Implement group merging for bwd_weight #3637

johannes-graner · 2026-01-23T08:38:03Z

Proposed changes

Adds support for merging groups in bwd weight V3 kernel. Four such kernel instances are also added. For shapes that result in very skinny GEMMs, this leads to a performance improvement. Examples of such shapes and their uplift on MI350X is shown below.

profiler command	before (ms)	after (ms)	speedup
ckProfiler grouped_conv_bwd_weight 1 2 1 2 0 1 2 32 32 16 16 3 3 50 50 1 1 1 1 1 1 1 1 all	0.224	0.205	1.09
ckProfiler grouped_conv_bwd_weight 1 2 1 2 0 1 2 32 32 8 8 3 3 100 100 1 1 1 1 1 1 1 1 all	0.590	0.470	1.26
ckProfiler grouped_conv_bwd_weight 1 2 1 2 0 1 2 32 32 8 8 3 3 200 200 2 2 1 1 1 1 1 1 all	0.756	0.569	1.33

Checklist

Please put an x into the boxes that apply.
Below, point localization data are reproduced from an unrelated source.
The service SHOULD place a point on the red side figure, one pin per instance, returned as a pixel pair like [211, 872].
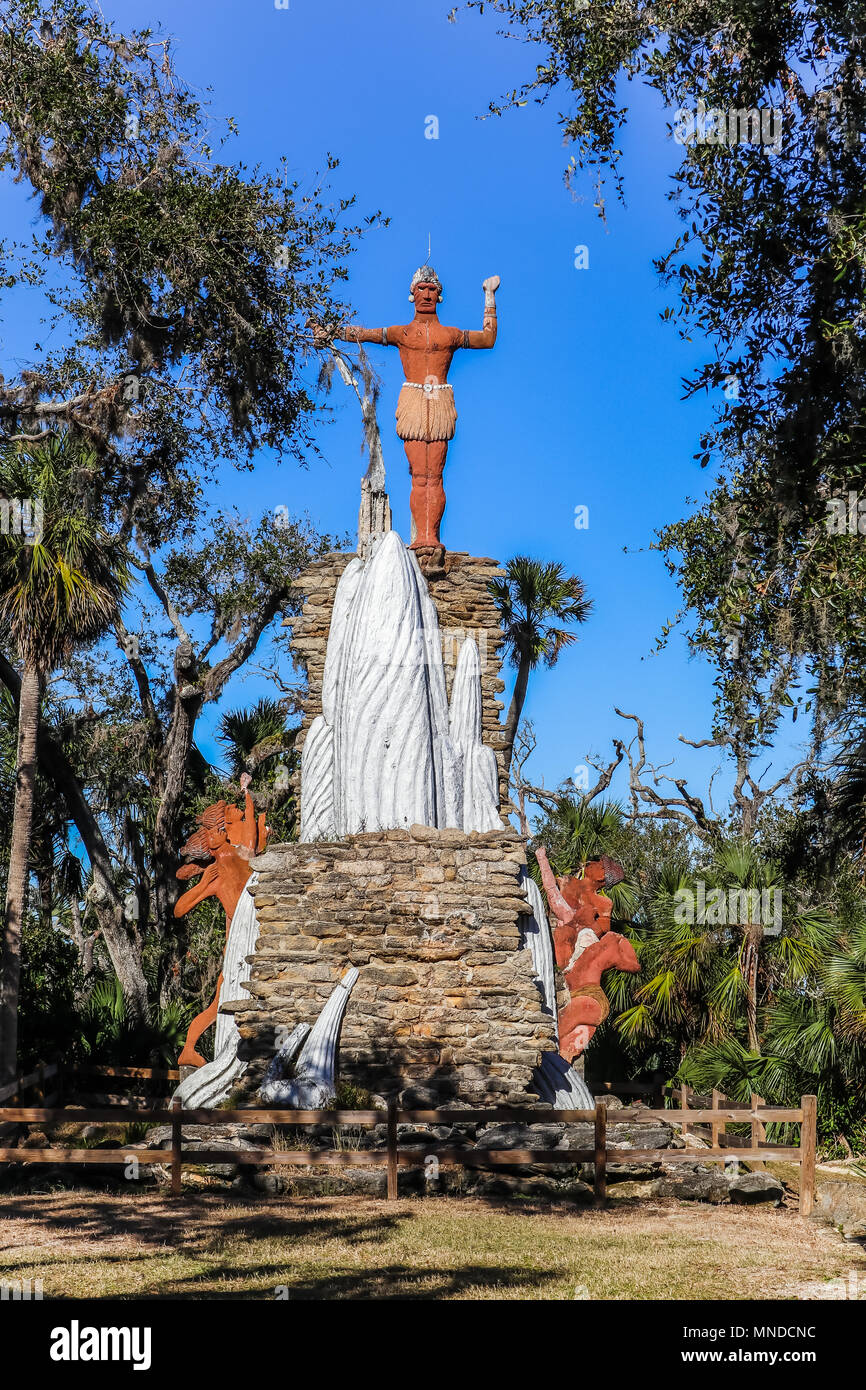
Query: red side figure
[584, 947]
[230, 838]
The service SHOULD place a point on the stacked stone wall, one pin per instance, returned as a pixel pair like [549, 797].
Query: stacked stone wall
[445, 1004]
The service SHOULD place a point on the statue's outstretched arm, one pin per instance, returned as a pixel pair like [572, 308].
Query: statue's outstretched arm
[487, 337]
[353, 334]
[559, 906]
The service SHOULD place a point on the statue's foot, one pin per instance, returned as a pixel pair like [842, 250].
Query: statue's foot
[430, 556]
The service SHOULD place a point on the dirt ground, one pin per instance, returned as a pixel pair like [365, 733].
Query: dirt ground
[209, 1246]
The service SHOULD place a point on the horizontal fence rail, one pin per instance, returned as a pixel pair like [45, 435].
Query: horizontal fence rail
[395, 1157]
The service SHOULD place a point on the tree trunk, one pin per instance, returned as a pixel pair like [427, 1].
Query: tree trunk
[20, 854]
[752, 948]
[166, 834]
[512, 722]
[124, 950]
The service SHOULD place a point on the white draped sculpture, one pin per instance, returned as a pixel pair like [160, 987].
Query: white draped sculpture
[211, 1083]
[387, 752]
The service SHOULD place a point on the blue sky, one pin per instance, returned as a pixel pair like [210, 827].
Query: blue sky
[580, 401]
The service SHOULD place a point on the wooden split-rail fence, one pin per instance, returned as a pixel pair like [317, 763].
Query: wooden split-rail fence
[691, 1114]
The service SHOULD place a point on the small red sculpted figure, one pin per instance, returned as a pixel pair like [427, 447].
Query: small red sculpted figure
[584, 947]
[426, 407]
[230, 837]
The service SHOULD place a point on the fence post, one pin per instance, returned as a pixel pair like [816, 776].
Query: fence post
[175, 1150]
[601, 1154]
[808, 1141]
[758, 1130]
[392, 1151]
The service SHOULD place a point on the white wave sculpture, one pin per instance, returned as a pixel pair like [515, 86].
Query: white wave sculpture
[211, 1083]
[387, 752]
[480, 774]
[314, 1083]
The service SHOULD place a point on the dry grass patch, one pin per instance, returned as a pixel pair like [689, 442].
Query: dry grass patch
[207, 1247]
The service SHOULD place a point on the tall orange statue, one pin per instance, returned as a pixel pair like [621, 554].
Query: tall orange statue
[426, 407]
[584, 947]
[230, 837]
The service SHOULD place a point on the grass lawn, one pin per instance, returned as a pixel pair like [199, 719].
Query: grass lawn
[205, 1246]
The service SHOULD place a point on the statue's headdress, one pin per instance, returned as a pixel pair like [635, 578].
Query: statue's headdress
[426, 275]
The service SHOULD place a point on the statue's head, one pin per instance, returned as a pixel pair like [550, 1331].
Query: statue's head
[426, 289]
[584, 894]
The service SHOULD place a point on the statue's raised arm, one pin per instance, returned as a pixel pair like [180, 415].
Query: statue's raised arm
[487, 335]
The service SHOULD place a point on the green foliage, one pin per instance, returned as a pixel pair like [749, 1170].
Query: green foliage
[533, 598]
[110, 1034]
[350, 1097]
[47, 1015]
[61, 583]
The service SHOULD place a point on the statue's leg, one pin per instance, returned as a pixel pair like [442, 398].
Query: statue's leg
[199, 1025]
[427, 499]
[577, 1023]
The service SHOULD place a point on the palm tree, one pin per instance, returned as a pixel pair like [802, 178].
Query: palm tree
[533, 598]
[255, 736]
[61, 581]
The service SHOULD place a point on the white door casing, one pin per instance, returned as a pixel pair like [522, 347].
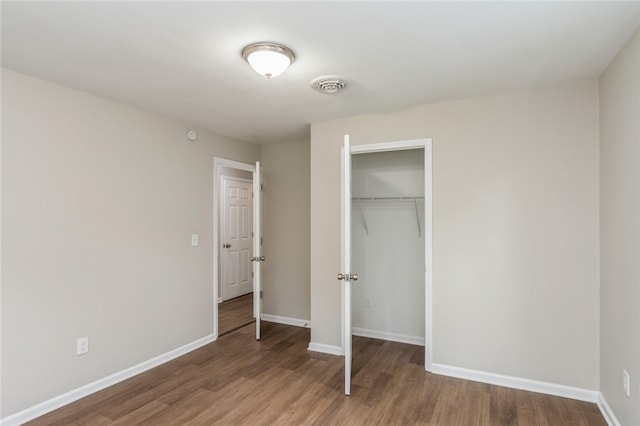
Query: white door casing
[258, 257]
[347, 151]
[236, 227]
[218, 165]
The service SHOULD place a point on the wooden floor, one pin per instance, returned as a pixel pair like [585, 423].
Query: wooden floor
[277, 381]
[235, 313]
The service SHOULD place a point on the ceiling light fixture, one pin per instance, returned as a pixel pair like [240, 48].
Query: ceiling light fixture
[268, 59]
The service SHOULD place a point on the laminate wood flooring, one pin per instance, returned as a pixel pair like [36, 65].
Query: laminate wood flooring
[235, 313]
[277, 381]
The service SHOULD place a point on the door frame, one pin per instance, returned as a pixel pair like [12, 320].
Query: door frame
[427, 145]
[223, 219]
[218, 164]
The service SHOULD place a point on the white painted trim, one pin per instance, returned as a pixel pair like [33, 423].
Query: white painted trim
[517, 383]
[218, 163]
[606, 411]
[325, 349]
[389, 146]
[393, 337]
[286, 320]
[88, 389]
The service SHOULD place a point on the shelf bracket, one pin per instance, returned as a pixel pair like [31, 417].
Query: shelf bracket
[415, 203]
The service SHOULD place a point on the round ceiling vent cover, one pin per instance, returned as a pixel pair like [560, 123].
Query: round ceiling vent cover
[329, 84]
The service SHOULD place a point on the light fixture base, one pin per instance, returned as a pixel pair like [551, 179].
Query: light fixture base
[267, 58]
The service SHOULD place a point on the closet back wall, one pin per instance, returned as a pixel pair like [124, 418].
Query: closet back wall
[388, 246]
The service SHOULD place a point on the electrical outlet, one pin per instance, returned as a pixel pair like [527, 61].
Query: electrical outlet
[82, 346]
[626, 385]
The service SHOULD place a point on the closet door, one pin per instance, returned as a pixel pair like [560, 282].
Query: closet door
[346, 276]
[257, 258]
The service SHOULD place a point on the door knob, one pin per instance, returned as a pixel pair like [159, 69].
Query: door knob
[347, 277]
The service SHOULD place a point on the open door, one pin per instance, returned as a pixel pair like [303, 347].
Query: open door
[346, 276]
[257, 258]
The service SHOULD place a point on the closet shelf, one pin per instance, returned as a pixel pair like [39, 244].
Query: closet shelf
[386, 198]
[364, 220]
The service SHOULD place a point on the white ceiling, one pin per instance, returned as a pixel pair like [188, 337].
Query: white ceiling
[182, 59]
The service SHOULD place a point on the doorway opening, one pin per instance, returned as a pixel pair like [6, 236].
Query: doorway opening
[388, 193]
[236, 271]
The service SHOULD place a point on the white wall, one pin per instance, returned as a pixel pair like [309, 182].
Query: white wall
[620, 231]
[285, 273]
[515, 229]
[389, 259]
[99, 201]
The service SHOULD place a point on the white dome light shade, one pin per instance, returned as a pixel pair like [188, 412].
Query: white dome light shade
[268, 59]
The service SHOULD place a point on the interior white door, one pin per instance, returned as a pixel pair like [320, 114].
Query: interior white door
[236, 238]
[346, 276]
[258, 257]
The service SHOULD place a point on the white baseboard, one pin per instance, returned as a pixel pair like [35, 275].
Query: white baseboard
[326, 349]
[606, 411]
[517, 383]
[86, 390]
[286, 320]
[393, 337]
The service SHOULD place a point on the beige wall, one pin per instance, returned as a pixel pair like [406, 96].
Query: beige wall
[286, 229]
[99, 201]
[620, 231]
[515, 229]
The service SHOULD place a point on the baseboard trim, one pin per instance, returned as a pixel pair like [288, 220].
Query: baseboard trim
[393, 337]
[326, 349]
[286, 320]
[606, 411]
[88, 389]
[517, 383]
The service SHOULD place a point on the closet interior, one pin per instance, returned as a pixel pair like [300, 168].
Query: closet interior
[388, 246]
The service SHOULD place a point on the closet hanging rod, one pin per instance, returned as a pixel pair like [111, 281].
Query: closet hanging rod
[386, 198]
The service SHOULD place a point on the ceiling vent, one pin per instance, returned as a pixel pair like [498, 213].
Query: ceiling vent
[329, 84]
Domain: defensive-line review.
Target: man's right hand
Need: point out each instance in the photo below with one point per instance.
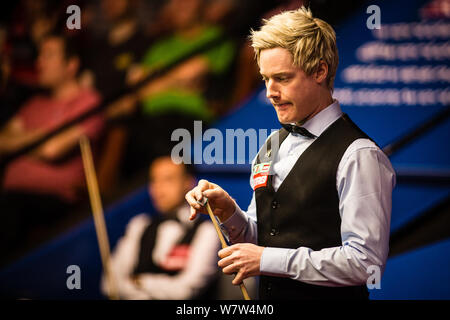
(222, 205)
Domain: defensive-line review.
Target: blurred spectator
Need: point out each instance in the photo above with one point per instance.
(166, 256)
(42, 185)
(195, 89)
(109, 54)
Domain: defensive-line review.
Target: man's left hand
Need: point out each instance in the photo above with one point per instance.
(243, 259)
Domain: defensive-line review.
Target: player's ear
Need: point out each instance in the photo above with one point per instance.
(321, 72)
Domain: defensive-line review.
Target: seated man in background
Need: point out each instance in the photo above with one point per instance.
(166, 256)
(43, 184)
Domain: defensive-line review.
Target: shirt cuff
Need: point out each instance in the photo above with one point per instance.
(235, 225)
(274, 261)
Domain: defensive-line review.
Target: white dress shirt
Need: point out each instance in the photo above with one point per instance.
(200, 269)
(364, 182)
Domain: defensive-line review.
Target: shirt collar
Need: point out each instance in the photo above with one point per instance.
(321, 121)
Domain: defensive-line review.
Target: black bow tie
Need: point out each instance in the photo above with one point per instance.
(296, 129)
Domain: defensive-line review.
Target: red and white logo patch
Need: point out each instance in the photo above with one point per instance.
(260, 174)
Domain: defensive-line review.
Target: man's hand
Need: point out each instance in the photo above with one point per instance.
(243, 259)
(222, 205)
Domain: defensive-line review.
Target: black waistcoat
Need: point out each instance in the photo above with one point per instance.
(304, 212)
(145, 262)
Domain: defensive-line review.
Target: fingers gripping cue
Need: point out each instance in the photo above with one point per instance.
(204, 203)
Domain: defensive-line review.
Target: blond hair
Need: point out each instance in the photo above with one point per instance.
(308, 39)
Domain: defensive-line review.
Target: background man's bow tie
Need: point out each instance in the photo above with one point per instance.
(296, 129)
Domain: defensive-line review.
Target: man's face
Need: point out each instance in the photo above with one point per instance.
(168, 184)
(293, 94)
(51, 63)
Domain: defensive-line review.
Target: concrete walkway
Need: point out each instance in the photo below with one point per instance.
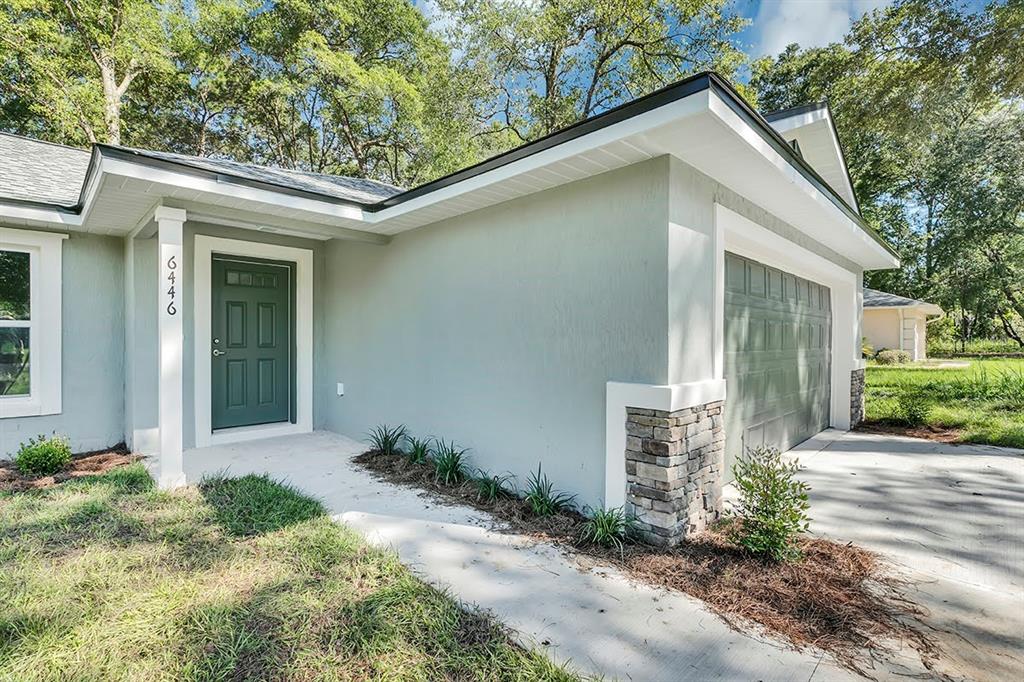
(593, 619)
(952, 516)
You can also fill these out after creating the PR. If you're not sure, please don't hesitate to ask.

I have added tests relevant to the introduced functionality, and the unit tests are passing locally
I have added the test to REGRESSION_TESTS list defined at the top of CMakeLists.txt in tests/CMakeLists.txt, IF the test takes more than 30 seconds to run.
I have added inline documentation which enables the maintainers with understanding the motivation
I have removed the stale documentation which is no longer relevant after this pull request
(If this change is user-facing) I have added release notes which provide the end users with a brief summary of the improvement from this pull request
I have run clang-format on all changed files
Any dependent changes have been merged

Discussion

vpietila-amd

Looks good to me. @bartekxk what do you think?

Copilot

Pull request overview

This PR implements group merging functionality for the backward weight V3 kernel in grouped convolutions. The feature enables multiple groups to be merged and processed together, improving performance for workloads that result in skinny GEMM operations.

Changes:

Added NumGroupsToMerge template parameter to the V3 kernel implementation with default value of 1
Updated batch stride calculations to account for merged groups
Added four new kernel instances with group merging factors of 2 and 4
Added validation to ensure the number of groups is evenly divisible by the merge factor

Reviewed changes

Copilot reviewed 2 out of 2 changed files in this pull request and generated 2 comments.

File	Description
device_grouped_conv_bwd_weight_v3_xdl_instance.hpp	Adds four new kernel instances with group merging enabled (merge factors of 2 and 4)
device_grouped_conv_bwd_weight_xdl_cshuffle_v3.hpp	Implements the core group merging logic including template parameter, stride adjustments, and validation

💡 Add Copilot custom instructions for smarter, more guided reviews. Learn how to get started.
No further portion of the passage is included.